Poult Sci. 2025 Apr 29;104(8):105233. doi: 10.1016/j.psj.2025.105233.
This study systematically investigated the genetic and metabolic mechanisms underlying pigmentation in goose webbed feet by integrating histological, transcriptomic, and metabolomic analyses. Histological examinations revealed significant differences in melanin deposition among webbed feet of varying colors. Dark black webbed feet exhibited the highest melanin content, light black webbed feet showed moderate levels, and colorless webbed feet lacked detectable melanin. Transcriptomic analysis identified substantial variations in the expression levels of key genes involved in melanin biosynthesis, including TYRP1, PMEL, DCT, TYR, OCA2, MC1R, RAB38, WNT16, CAMK2A, and MLANA, between pigmented and colorless webbed feet. Notably, the OCA2 gene exhibited significantly higher expression in dark black webbed feet compared to light black webbed feet, underscoring its pivotal role in regulating pigmentation intensity. Enrichment analysis emphasized the importance of pathways related to tyrosine metabolism, melanin production, and amino acid biosynthesis in determining pigmentation differences. Metabolomic profiling supported these findings, revealing that L-tyrosine and 5,6-dihydroxyindole-2-carboxylic acid are critical metabolites in the melanin biosynthesis pathway. Specifically, elevated levels of L-tyrosine were detected in colorless webbed feet, likely due to inhibited melanin synthesis, whereas 5,6-dihydroxyindole-2-carboxylic acid levels were highest in dark black webbed feet, reflecting active melanin production. Correlation analysis between transcriptomic and metabolomic data further validated the central role of tyrosine metabolism and melanin biosynthesis pathways in pigmentation.

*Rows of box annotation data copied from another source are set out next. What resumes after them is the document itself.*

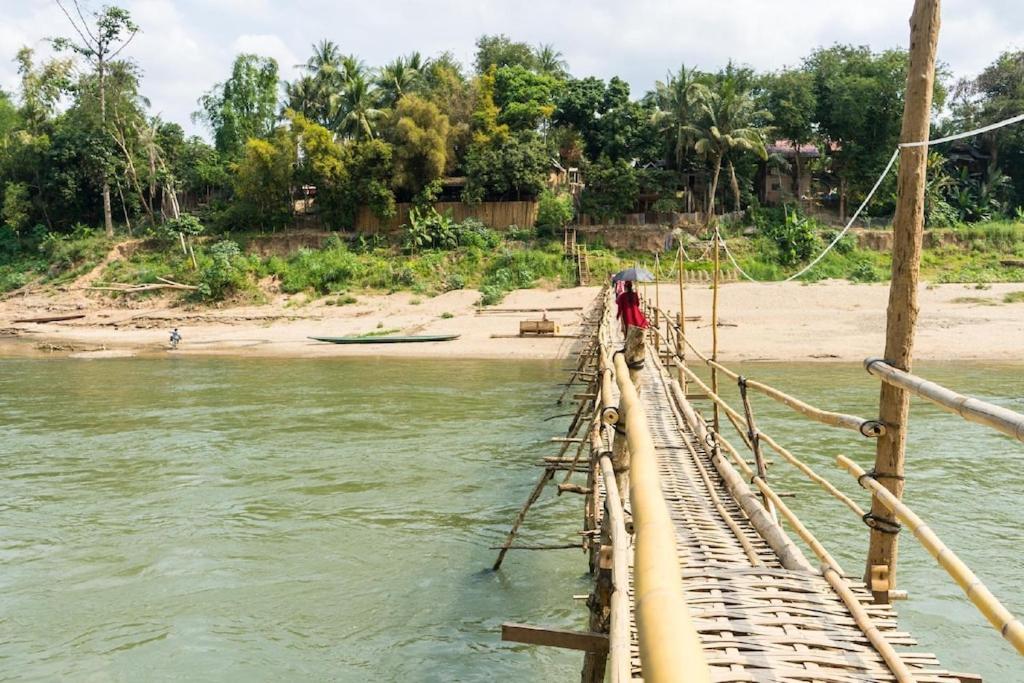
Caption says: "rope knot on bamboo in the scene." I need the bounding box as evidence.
[861,512,903,536]
[857,469,906,488]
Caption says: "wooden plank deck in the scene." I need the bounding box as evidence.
[610,351,961,683]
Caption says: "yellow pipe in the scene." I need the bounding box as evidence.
[836,456,1024,654]
[613,353,711,683]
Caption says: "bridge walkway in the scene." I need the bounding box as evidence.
[626,348,962,683]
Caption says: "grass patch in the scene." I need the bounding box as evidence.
[953,297,999,306]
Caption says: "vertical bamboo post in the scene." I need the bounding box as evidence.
[654,254,662,355]
[711,225,722,434]
[864,0,941,603]
[676,244,686,395]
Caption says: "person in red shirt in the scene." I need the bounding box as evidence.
[615,281,647,336]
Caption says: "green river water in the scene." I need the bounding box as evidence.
[0,358,1024,681]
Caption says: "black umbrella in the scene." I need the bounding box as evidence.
[611,266,654,283]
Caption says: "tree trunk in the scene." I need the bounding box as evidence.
[793,142,800,206]
[98,55,114,238]
[117,180,131,237]
[839,176,846,225]
[705,155,722,226]
[729,159,740,212]
[864,0,940,603]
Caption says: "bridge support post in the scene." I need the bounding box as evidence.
[864,0,941,603]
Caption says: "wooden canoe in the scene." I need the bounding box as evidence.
[310,335,459,344]
[11,313,85,323]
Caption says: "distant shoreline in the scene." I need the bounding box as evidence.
[0,281,1024,364]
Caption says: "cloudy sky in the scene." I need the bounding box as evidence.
[0,0,1024,137]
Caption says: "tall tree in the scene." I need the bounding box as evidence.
[338,76,384,140]
[52,0,138,238]
[653,65,709,168]
[952,50,1024,206]
[389,95,449,196]
[687,81,769,222]
[536,43,569,80]
[193,54,278,159]
[474,34,538,74]
[375,52,424,109]
[805,45,945,219]
[761,69,817,198]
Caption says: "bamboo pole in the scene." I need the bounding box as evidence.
[613,353,711,683]
[864,0,941,603]
[711,232,722,434]
[836,456,1024,654]
[654,254,662,353]
[754,479,916,683]
[685,358,864,517]
[864,358,1024,441]
[598,346,618,425]
[671,381,814,571]
[600,454,632,683]
[655,305,886,437]
[739,377,778,522]
[676,246,686,393]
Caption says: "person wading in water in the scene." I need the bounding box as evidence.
[615,281,647,337]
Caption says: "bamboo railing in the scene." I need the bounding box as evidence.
[663,305,886,436]
[600,455,632,683]
[634,282,1024,667]
[836,456,1024,654]
[864,358,1024,441]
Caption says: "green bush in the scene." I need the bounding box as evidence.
[535,189,573,236]
[196,240,251,301]
[756,209,820,265]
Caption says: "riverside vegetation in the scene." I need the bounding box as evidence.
[6,0,1024,303]
[6,209,1024,305]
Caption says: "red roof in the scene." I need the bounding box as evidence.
[767,139,821,158]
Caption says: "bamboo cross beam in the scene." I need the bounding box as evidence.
[864,358,1024,441]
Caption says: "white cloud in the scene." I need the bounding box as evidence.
[231,34,300,72]
[0,0,1024,136]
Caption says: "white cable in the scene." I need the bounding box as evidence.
[899,114,1024,147]
[715,227,758,283]
[782,150,899,283]
[716,114,1024,283]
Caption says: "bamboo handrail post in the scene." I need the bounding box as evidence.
[738,377,778,522]
[676,244,686,394]
[654,254,662,352]
[864,0,941,603]
[671,382,814,571]
[864,358,1024,441]
[711,226,722,433]
[836,456,1024,654]
[685,360,864,517]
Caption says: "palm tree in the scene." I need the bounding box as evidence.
[375,52,423,108]
[686,79,770,224]
[337,76,383,140]
[339,54,368,83]
[653,65,708,168]
[296,40,342,76]
[285,76,317,120]
[537,43,569,78]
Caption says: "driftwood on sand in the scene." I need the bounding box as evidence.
[86,278,199,294]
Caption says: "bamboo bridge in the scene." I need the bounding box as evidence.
[496,290,1024,683]
[494,0,1024,683]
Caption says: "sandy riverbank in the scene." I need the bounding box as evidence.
[0,282,1024,361]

In conclusion, this study employed multi-omics approaches to elucidate the critical role of the OCA2-centered genetic-metabolic regulatory network in melanin deposition of goose webbed feet, providing important insights into the molecular mechanisms of avian pigmentation and valuable references for poultry breeding.

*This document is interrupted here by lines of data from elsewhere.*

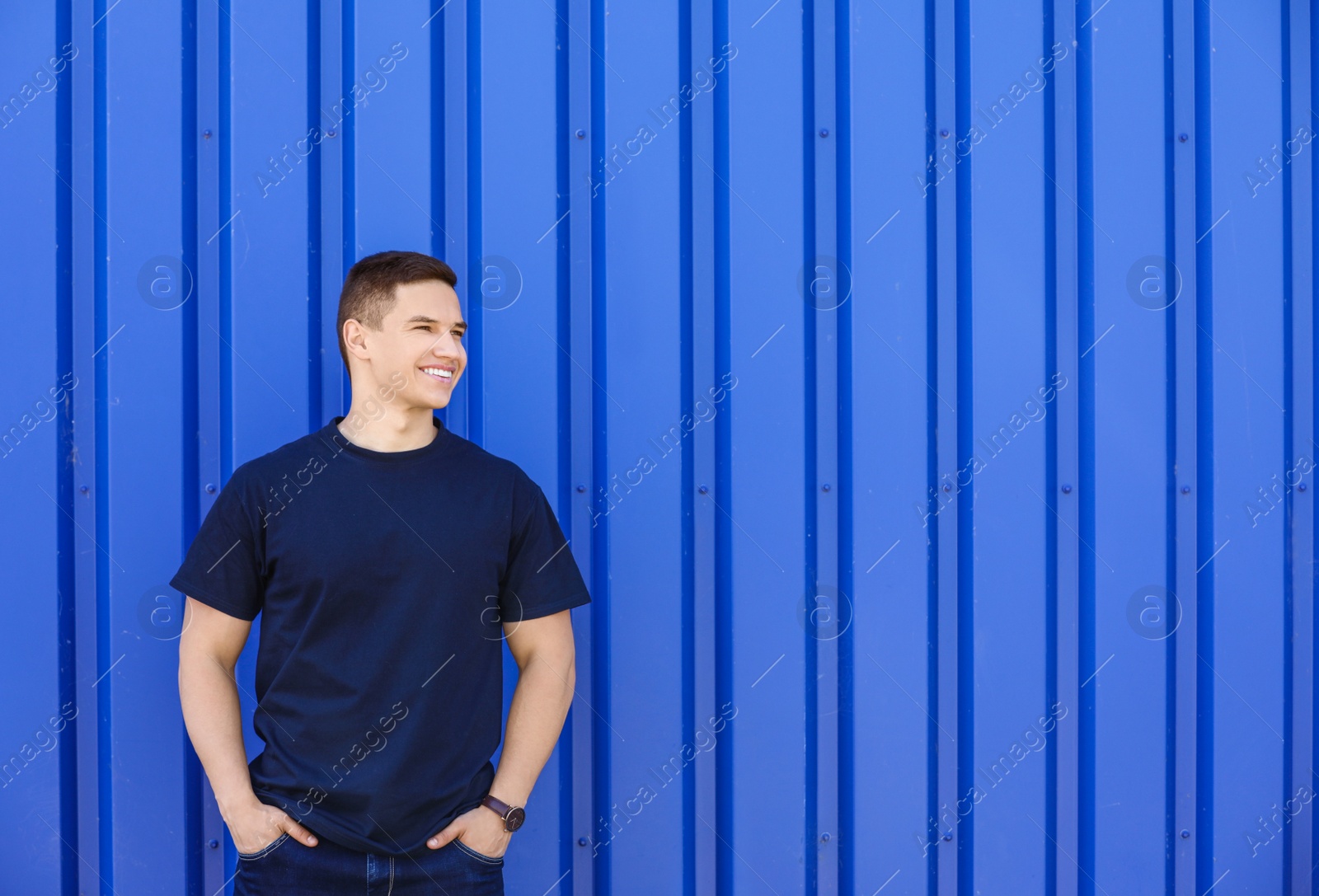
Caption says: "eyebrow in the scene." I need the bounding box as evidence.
[404,314,467,331]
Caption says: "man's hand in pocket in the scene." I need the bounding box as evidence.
[224,799,317,854]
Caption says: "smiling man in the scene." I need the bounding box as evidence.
[170,252,591,896]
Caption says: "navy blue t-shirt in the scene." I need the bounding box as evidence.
[170,417,591,855]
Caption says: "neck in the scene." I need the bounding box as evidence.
[338,398,435,452]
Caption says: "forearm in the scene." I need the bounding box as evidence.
[491,654,576,806]
[178,653,256,821]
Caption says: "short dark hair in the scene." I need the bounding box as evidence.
[335,251,458,375]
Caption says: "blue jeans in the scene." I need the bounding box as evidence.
[233,833,504,896]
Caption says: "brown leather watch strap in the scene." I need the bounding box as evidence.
[481,793,526,832]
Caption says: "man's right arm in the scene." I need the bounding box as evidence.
[178,598,317,852]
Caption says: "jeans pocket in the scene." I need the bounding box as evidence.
[453,837,504,865]
[239,832,289,861]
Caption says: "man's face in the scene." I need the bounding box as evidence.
[367,279,467,408]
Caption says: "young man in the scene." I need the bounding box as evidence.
[170,252,591,896]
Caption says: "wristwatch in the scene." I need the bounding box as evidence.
[481,793,526,832]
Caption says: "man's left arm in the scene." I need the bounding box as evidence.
[427,610,576,856]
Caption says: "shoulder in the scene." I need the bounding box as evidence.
[229,433,328,495]
[450,437,542,523]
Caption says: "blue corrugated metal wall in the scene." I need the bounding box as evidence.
[0,0,1319,896]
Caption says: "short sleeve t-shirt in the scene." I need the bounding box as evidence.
[170,417,591,855]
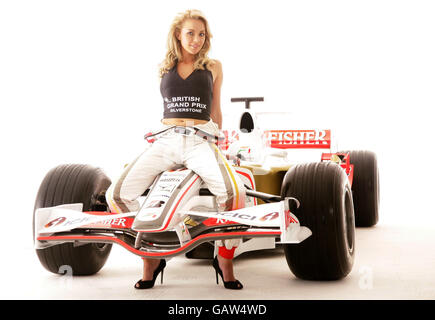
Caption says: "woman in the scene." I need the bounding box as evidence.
[106,10,244,289]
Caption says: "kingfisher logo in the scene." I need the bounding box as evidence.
[44,217,66,228]
[264,130,331,149]
[259,212,279,221]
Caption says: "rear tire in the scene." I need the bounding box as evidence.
[281,162,355,280]
[342,151,379,227]
[33,164,112,275]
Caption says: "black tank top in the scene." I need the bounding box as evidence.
[160,65,213,121]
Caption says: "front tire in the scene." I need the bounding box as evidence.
[33,164,112,275]
[281,162,355,280]
[342,150,379,227]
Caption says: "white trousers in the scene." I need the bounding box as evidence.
[106,120,245,249]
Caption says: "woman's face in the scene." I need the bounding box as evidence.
[177,19,206,55]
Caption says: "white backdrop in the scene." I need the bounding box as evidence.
[0,0,435,284]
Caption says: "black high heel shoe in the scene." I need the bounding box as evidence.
[134,259,166,289]
[213,256,243,290]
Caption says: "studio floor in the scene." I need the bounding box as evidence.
[0,218,435,300]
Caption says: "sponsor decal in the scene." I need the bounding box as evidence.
[284,210,299,229]
[259,212,279,221]
[264,130,331,149]
[80,217,134,229]
[44,217,66,228]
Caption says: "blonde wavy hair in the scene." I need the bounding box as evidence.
[159,10,214,78]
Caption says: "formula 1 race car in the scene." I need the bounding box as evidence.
[33,98,379,280]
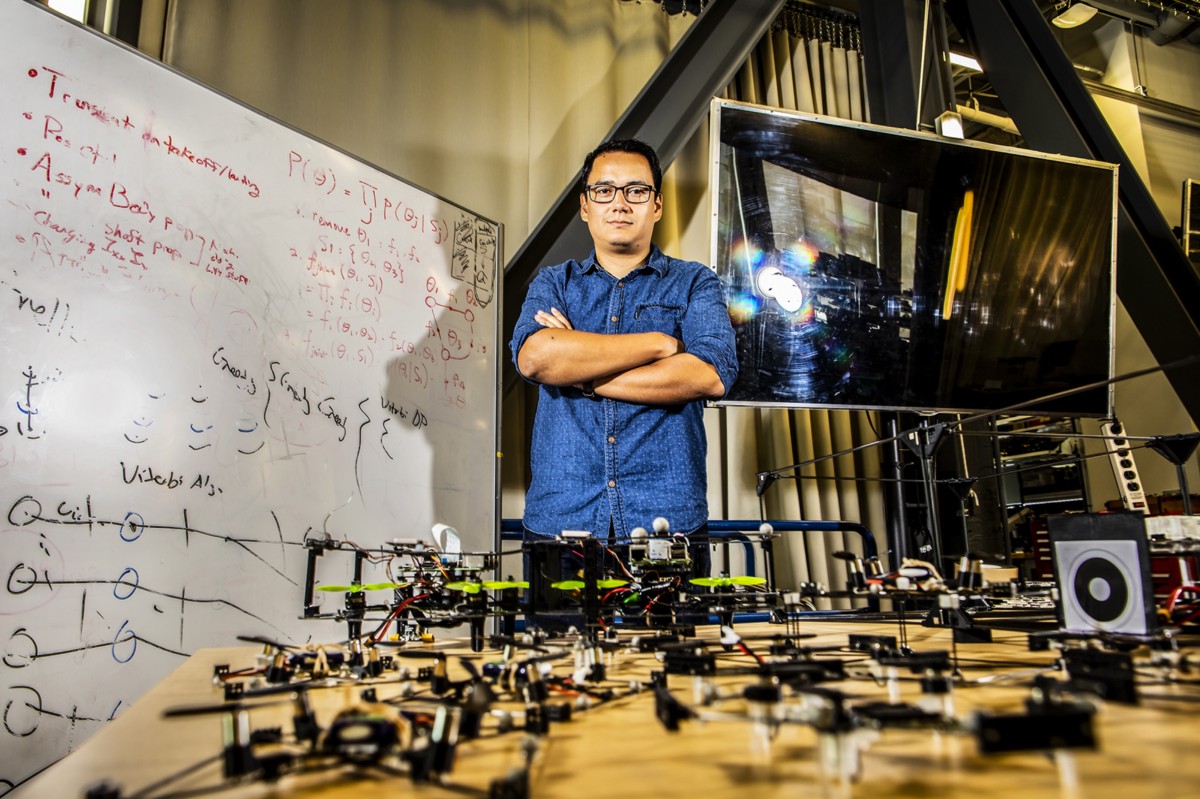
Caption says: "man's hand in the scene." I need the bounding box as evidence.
[533,307,575,330]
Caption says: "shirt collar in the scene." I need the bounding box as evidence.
[580,244,671,277]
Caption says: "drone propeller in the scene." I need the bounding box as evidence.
[317,583,412,594]
[688,576,767,588]
[445,579,529,594]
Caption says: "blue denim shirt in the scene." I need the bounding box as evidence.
[511,247,738,541]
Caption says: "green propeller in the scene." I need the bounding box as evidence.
[688,577,767,588]
[446,579,529,594]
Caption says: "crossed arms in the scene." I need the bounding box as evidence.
[517,308,725,404]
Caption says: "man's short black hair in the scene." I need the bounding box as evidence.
[580,139,662,192]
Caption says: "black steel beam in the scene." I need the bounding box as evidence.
[502,0,785,394]
[947,0,1200,422]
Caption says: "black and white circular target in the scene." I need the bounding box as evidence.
[1072,555,1129,623]
[1055,540,1150,633]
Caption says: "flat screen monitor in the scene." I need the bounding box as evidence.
[710,101,1117,416]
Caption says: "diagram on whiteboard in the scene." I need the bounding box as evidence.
[0,2,500,795]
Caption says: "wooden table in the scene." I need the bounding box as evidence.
[18,621,1200,799]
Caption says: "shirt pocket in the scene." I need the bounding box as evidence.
[634,302,684,338]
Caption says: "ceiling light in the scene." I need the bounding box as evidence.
[949,50,983,72]
[934,110,966,139]
[1050,2,1097,28]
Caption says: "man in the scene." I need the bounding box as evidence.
[511,139,737,560]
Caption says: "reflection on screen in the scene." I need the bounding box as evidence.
[714,104,1116,415]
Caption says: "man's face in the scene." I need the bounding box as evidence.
[580,152,662,253]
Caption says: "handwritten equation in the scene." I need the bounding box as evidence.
[0,4,500,795]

本研究通过整合组织学、转录组学和代谢组学分析,系统地研究了鹅蹼色素沉着的遗传和代谢机制。组织学检查显示,不同颜色蹼之间的黑色素沉积存在显著差异。深黑色蹼的黑色素含量最高,浅黑色蹼的黑色素含量中等,无色蹼则未检测到黑色素。转录组分析确定了色素沉着和无色蹼之间,参与黑色素生物合成的关键基因(包括TYRP1、PMEL、DCT、TYR、OCA2、MC1R、RAB38、WNT16、CAMK2A和MLANA)的表达水平存在显著差异。值得注意的是,与浅黑色蹼相比,OCA2基因在深黑色蹼中的表达显著更高,这突出了其在调节色素沉着强度中的关键作用。富集分析强调了酪氨酸代谢、黑色素生成和氨基酸生物合成相关途径在决定色素沉着差异中的重要性。代谢组分析支持了这些发现,揭示L-酪氨酸和5,6-二羟基吲哚-2-羧酸是黑色素生物合成途径中的关键代谢物。具体而言,在无色蹼中检测到L-酪氨酸水平升高,这可能是由于黑色素合成受到抑制,而5,6-二羟基吲哚-2-羧酸水平在深黑色蹼中最高,反映了黑色素的活跃生成。转录组学和代谢组学数据之间的相关性分析进一步验证了酪氨酸代谢和黑色素生物合成途径在色素沉着中的核心作用。总之,本研究采用多组学方法阐明了以OCA2为中心的遗传-代谢调控网络在鹅蹼黑色素沉积中的关键作用,为鸟类色素沉着的分子机制提供了重要见解,并为家禽育种提供了有价值的参考。